Simon mengawali kiprah di turnamen ini dengan baik. Dia melaju ke babak 16 besar usai menaklukkan Aditya Prakash, 21-7, 21-10. Pertandingan sepenuhnya dikuasai Simon, dari segi jam terbang maupun teknik permainan. Simon jauh lebih unggul dari pebulutangkis asal India tersebut.
“Ini adalah pertemuan pertama kami, jadi saya belum tahu permainan lawan seperti apa. Awalnya sempat kaget juga sih, permainan depan dan penempatan bola lawan cukup bagus,” ujar Simon.

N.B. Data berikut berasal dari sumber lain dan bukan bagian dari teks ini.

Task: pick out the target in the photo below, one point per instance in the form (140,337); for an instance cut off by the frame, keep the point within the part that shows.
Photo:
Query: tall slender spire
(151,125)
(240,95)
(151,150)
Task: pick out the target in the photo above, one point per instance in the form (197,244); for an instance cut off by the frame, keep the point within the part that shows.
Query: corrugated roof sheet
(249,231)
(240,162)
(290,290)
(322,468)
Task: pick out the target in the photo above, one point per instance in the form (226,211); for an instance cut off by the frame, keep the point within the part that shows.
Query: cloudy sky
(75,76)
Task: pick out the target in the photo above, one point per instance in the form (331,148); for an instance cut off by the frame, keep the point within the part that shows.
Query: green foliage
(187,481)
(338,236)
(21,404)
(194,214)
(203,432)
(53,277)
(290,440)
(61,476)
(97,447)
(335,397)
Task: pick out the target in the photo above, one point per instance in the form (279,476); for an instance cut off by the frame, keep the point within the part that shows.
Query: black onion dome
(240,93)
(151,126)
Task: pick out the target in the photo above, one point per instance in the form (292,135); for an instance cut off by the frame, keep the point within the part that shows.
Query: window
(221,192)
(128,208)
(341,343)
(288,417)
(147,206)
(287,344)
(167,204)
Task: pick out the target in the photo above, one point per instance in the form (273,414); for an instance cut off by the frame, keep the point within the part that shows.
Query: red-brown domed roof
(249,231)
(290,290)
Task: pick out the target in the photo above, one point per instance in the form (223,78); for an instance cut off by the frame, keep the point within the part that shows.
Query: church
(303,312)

“Di game kedua sempat mepet juga poinnya, tetapi saya coba unggul di kecepatan dan jaga permainan depan. Mengenai target, saya pribadi sih maunya juara lagi,” sambung Simon.
Pemain dari klub tangkas specs itu akan mendapatkan perlawanan sengit pada babak 16 besar karena akan berhadapan dengan unggulan kelima dari China, Xue Song.
“Saya pernah bertemu Xue di Vietnam Open Grand Prix 2014. Waktu itu saya menang rubber game. Xue adalah pemain yang cukup bagus, saya harus lebih sabar menghadapi dia, serangan belakangnya cukup bagus, harus saya antisipasi dari awal,” ungkap Simon.
“Lawan merupakan pemain muda dan mungkin lebih unggul dari sisi stamina. Saya akan membawa lawan ke pola permainan saya dan jangan sampai terbawa permainan dia (Xue),” Pungkas Simon Santoso.